Canada’s energy sector plays a pivotal role in our economy, making up nearly 16% of the TSX Composite Index. Among the heavyweight contenders in this space are Canadian Natural Resources (TSX:CNQ) and Imperial Oil (TSX:IMO) — two blue-chip energy stocks with strong fundamentals and proven track records. But which one deserves a spot in your portfolio right now?
Let’s break down the battle between these two energy titans.

Source: Getty Images
Company profiles: Diversified giant vs. integrated powerhouse
Canadian Natural Resources boasts a diverse asset base, spanning oil sands, natural gas, and conventional crude production. Its operations extend across North America, the North Sea, and offshore Africa. With an estimated 32 years of industry-leading proven reserves, CNQ has strong staying power. A large portion of its output includes high-value products like synthetic crude and natural gas liquids, supporting long-term profitability.
On the other hand, Imperial Oil operates as a fully integrated energy company with upstream, refining, and retail segments. It’s Canada’s largest petroleum refiner, and with Exxon Mobil owning a 69.6% stake, it benefits from deep pockets and global expertise. This integration helps Imperial Oil smooth out earnings across volatile oil cycles.
Financial showdown: Resilience vs. growth
Over the three years ending in 2024, CNQ posted:
- Revenue growth of 8.1% per year to $41.5 billion
- Operating income growth of 0.75% per year to $9.7 billion
- Earnings per share (EPS) growth of 3.3% per year to $3.56.
It carries a BBB-credit rating from S&P, reflecting solid but moderate financial strength. With a trailing 12-month (TTM) payout ratio of 49% of free cash flow, its dividend looks safe. At around $43.77, analysts believe CNQ trades at a 15% discount, offering a margin of safety.

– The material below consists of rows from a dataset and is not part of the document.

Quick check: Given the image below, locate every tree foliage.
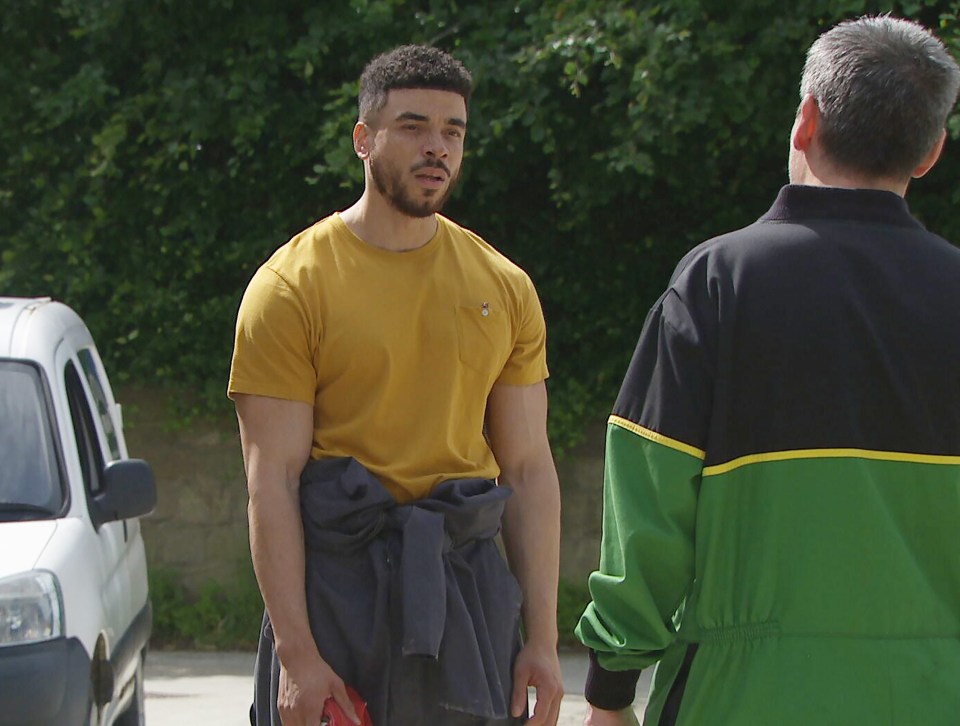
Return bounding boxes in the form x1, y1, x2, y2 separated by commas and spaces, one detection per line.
2, 0, 958, 446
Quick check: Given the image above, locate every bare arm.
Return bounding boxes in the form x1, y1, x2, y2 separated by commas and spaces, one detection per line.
487, 380, 564, 725
235, 393, 357, 725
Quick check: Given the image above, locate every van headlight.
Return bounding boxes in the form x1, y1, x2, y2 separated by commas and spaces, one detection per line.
0, 571, 63, 646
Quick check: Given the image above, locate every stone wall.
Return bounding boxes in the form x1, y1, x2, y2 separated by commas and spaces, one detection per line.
119, 387, 251, 590
555, 422, 606, 581
119, 386, 606, 591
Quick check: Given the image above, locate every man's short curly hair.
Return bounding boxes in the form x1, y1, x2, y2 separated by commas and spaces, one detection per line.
358, 45, 473, 122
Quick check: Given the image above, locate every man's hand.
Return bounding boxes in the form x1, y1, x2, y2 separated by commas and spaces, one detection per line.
583, 705, 641, 726
277, 657, 359, 726
510, 639, 564, 725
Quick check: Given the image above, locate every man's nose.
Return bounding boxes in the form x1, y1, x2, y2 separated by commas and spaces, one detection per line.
422, 130, 448, 158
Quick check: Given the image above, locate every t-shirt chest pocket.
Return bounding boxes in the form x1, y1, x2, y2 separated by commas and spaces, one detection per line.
455, 303, 512, 377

Imperial Oil, by comparison, delivered:
- Revenue growth of 11% per year to $48.8 billion
- Operating income growth of 23% per year to $6.1 billion
- EPS growth of a robust 37% per year to $9.03
It holds a superior AA-credit rating, indicating a stronger balance sheet. CNQ’s 27% TTM payout ratio provides more flexibility and resilience. However, with the stock priced at $110.50, analysts suggest it trades at a 9% premium, leaving limited upside in the near term.

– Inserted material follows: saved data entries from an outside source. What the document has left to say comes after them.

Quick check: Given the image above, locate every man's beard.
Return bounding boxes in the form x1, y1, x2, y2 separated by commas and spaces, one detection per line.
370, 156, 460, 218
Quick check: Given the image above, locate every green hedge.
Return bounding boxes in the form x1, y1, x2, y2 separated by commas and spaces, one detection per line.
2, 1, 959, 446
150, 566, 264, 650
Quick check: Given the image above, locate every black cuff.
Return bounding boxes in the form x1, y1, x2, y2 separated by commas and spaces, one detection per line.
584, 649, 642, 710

Dividends and long-term shareholder returns
CNQ offers an impressive 5.4% dividend yield, with about 24 consecutive years of increases and a 20-year dividend growth rate of 20.7%. A $10,000 investment a decade ago would now be worth about $41,510, for an annualized return of 15.3%.

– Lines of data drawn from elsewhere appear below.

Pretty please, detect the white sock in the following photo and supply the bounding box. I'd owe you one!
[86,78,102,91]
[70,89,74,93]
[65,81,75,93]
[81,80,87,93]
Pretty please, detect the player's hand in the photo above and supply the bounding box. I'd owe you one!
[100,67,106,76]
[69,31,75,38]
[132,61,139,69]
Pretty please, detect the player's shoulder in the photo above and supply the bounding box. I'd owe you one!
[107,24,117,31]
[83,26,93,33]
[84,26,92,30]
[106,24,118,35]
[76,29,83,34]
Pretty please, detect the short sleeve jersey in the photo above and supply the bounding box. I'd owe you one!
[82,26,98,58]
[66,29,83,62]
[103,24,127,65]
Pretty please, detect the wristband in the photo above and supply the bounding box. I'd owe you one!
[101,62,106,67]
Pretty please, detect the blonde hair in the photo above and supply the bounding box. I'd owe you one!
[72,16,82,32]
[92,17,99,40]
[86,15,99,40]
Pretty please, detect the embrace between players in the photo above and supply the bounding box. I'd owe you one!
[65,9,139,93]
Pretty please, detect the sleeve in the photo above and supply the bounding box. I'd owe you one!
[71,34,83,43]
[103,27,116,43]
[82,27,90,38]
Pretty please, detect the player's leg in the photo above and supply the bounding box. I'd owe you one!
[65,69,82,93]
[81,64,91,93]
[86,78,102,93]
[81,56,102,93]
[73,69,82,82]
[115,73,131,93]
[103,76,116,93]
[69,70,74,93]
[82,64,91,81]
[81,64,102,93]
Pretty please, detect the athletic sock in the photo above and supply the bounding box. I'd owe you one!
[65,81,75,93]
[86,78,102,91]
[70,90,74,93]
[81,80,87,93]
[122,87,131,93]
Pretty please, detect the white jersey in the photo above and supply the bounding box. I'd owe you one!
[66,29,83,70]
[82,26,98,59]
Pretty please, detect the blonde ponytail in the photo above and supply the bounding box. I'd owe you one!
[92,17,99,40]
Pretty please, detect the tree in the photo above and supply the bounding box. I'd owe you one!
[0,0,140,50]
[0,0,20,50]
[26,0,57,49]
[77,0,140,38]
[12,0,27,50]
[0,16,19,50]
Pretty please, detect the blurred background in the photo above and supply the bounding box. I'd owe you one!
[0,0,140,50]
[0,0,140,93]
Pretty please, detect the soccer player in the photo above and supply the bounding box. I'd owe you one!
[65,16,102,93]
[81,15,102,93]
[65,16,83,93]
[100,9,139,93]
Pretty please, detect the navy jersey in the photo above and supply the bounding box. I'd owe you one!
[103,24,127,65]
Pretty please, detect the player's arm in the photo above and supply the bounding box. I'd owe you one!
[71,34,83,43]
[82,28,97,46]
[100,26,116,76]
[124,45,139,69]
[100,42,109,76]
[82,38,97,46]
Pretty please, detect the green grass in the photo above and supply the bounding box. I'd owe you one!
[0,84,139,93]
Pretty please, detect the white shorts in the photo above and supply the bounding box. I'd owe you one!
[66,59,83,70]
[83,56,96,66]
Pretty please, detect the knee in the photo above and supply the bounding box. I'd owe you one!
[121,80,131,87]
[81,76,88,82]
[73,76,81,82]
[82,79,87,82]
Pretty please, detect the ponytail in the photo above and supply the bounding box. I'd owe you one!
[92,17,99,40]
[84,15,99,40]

IMO, while yielding a lower 2.6%, has a 30-year dividend growth streak and a 20-year dividend growth rate of 11.1%. Its long-term performance is stellar: a $10,000 investment 10 years ago would now be about $29,240, or 11.3% annually. However IMO stock outperformed over the past five years, transforming a $10,000 investment into $59,150 for annualized returns of about 43% versus CNQ’s about 36% rate of return or an end result of $46,950.
Interestingly, both stocks share a five-year dividend growth rate of roughly 23%, reflecting strong operational performance in this period.
Verdict: Which stock should you buy today?
Imperial Oil stands out for its rock-solid balance sheet and solid long-term returns. However, its current premium valuation may limit the near-term upside.
Canadian Natural Resources, by contrast, trades at a discount, offers double the dividend income, and still has long-term growth potential. For investors seeking a combination of value, income, and upside potential, CNQ looks like a better buy right now — especially if oil prices remain strong. The top energy stock’s breakeven WTI price is in the low-to-mid US$40 per barrel range, whereas the WTI oil price hovers around US$66 per barrel at writing.